I visit a small village in the Southern Alps almost every year, where I spent part of my childhood, and I'm struck by the constant and significant retreat of the glaciers, a testament to rapid atmospheric warming. Streams where I used to play as a child are now dry. The delicious fresh cow's milk has long since been replaced by pasteurized milk, devoid of smell or taste. Fortunately, the air there is still pure, which makes the smells of Parisian pollution all the more unbearable.
More and more of us are feeling the negative impacts of these upheavals and are taking advantage of our holidays to venture deeper into nature – the open sea, high mountains, deserts, rainforests – to deeply replenish our senses. Will we one day be reduced to recording the images, smells, and sounds of wild flora and fauna to preserve their memory, like in the film "Soylent Green"? Let's not, however, fall into a naive nostalgia for the "good old days." Certainly, our ancestors breathed unpolluted air, but how many of us would be able to endure the constraints of life in the past? Barring a major ecological catastrophe, we will never return to a life in perfect symbiosis with nature, as in traditional primitive societies, which even developed a religion of nature. The neo-shamanistic New Age movements are appealing, but they are based more on an "idea" we have of nature than on a real and vital connection.
We no longer inhabit nature. We control and conceptualize it, even if we sometimes spend an entire day in our garden (the very definition of domesticated nature).
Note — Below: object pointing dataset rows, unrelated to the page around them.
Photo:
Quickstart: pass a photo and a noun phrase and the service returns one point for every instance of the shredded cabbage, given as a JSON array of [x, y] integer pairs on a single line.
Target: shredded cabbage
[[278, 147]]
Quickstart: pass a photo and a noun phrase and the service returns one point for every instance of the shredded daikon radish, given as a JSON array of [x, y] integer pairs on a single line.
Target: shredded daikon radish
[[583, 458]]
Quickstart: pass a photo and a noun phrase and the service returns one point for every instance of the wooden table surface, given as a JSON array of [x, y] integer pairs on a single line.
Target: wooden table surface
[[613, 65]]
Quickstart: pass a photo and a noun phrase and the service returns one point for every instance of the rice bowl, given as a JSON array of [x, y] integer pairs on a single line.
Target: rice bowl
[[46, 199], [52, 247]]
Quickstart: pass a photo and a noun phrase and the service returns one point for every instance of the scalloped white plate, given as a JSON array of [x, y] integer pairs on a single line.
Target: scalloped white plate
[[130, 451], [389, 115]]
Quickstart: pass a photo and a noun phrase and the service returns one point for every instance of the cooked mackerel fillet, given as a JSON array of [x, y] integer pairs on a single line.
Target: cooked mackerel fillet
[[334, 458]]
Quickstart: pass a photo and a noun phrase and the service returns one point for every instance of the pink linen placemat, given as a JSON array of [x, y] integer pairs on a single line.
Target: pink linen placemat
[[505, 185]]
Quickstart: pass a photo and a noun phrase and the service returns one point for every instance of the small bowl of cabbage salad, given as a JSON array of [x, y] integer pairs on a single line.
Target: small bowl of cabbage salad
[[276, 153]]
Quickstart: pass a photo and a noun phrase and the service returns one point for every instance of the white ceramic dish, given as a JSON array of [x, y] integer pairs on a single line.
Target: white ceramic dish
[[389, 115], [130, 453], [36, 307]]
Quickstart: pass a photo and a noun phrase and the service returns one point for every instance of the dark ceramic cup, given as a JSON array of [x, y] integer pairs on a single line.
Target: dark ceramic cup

Since we are no longer "in" nature, but "facing" it, the question is whether we wish to respect it, to make "good use" of it, in Aristotle's words, or persist in tyrannizing and exploiting it. Will we continue to develop "against" nature, or "with" it? Perhaps the survival of humankind on Earth also depends on this choice. "Whatever man does to the Earth, he does to himself," wrote Chief Seattle in 1854 in a letter to the President of the United States.